Selling `air rights' over the Convention Center is a good way to help downtown grow.

March 19, 2007

ONE OF THE MORE common knocks on Los Angeles among academics and urban planners is that many of the city's most serious problems -- traffic, smog and seemingly endless stretches of mini-malls -- were produced by a laissez-faire City Hall that allowed development to run from ocean to mountains. And yet, when the city finally takes strong action to fight sprawl, there's still no joy in academia.

Two weeks ago, the City Council approved the sale of 9 million square feet of "air rights" over the Convention Center. Because the low-rise building sits in an area zoned for high-rises, all that square footage represents potentially developable space that isn't being used; developers can now buy rights to build taller projects in the downtown area than otherwise would be allowed. The sale is expected to generate about $200 million to be used for beneficial downtown projects such as parks, affordable housing and infrastructure.

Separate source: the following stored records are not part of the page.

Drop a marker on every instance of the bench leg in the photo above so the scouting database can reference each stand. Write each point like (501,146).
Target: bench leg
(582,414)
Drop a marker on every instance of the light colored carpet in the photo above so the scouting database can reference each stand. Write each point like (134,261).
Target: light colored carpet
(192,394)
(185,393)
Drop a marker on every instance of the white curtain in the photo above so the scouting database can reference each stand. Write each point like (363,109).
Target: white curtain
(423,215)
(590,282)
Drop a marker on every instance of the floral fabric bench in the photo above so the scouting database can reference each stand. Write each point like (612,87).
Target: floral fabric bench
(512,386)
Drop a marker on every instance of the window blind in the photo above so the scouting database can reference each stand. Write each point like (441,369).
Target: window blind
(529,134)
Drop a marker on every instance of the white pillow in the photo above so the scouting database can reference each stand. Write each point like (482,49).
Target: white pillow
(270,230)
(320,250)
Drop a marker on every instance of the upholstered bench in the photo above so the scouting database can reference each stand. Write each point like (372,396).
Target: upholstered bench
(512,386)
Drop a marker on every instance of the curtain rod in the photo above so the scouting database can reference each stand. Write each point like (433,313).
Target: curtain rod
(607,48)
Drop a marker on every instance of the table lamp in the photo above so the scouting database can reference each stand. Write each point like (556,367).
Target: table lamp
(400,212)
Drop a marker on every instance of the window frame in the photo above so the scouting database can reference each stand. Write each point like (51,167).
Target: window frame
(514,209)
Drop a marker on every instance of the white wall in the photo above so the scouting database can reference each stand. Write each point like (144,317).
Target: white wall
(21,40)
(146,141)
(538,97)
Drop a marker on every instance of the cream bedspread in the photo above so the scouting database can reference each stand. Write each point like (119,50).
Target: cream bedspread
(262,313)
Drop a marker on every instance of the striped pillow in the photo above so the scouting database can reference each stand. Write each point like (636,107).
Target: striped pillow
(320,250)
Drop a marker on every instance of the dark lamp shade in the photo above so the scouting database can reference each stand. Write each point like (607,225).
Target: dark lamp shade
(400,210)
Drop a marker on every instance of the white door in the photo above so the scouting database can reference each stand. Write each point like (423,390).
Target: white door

It didn't take long for critics to start howling. Anastasia Loukaitou-Sideris, chairwoman of UCLA's Urban Planning Department, decried the lack of studies performed on the effects new skyscrapers might have on traffic, sewers and the like. "There's no vision or larger plan about where to put the high-density corridors," she told The Times. Valley Industry and Commerce Assn. Chairman Robert Scott cautioned that downtown Los Angeles lacks the infrastructure to accommodate all the new residents.

Nonsense. Any new projects, such as high-rise condos or office towers, will have to go through the normal (meaning arduous) process for city approval, including environmental studies that examine things like the effect on traffic. The sewer system downtown is being upgraded, and developers will still be required to add appropriate hookups. Yes, adding an estimated 15,000 residents (the amount 9 million square feet could accommodate) would worsen downtown traffic, but there is no neighborhood in the city better designed to deal with it. L.A.'s public-transit hub, Union Station, is downtown, as are subway and light-rail stations, bus lines and access to several freeways.

The City Council wants to encourage an urban planner's dream: infill growth in an already dense center. This reduces traffic and pollution overall because it puts residents closer to where they work. The sale of air rights over the Central Library in the late 1980s brought in money to renovate the facility while allowing construction of the Library Tower (now the U.S. Bank building), which has enhanced rather than harmed the downtown community. The 21st century boom in downtown residential construction was fueled in part by another liberalization of the market: the adaptive reuse ordinance, giving developers the ability to convert former office buildings into apartments.

A city understandably reluctant to bulldoze virgin land and anxious about a housing shortage should be looking for every sensible opportunity to allow builders to meet demand in neighborhoods designed to withstand density. Even if the planners aren't satisfied.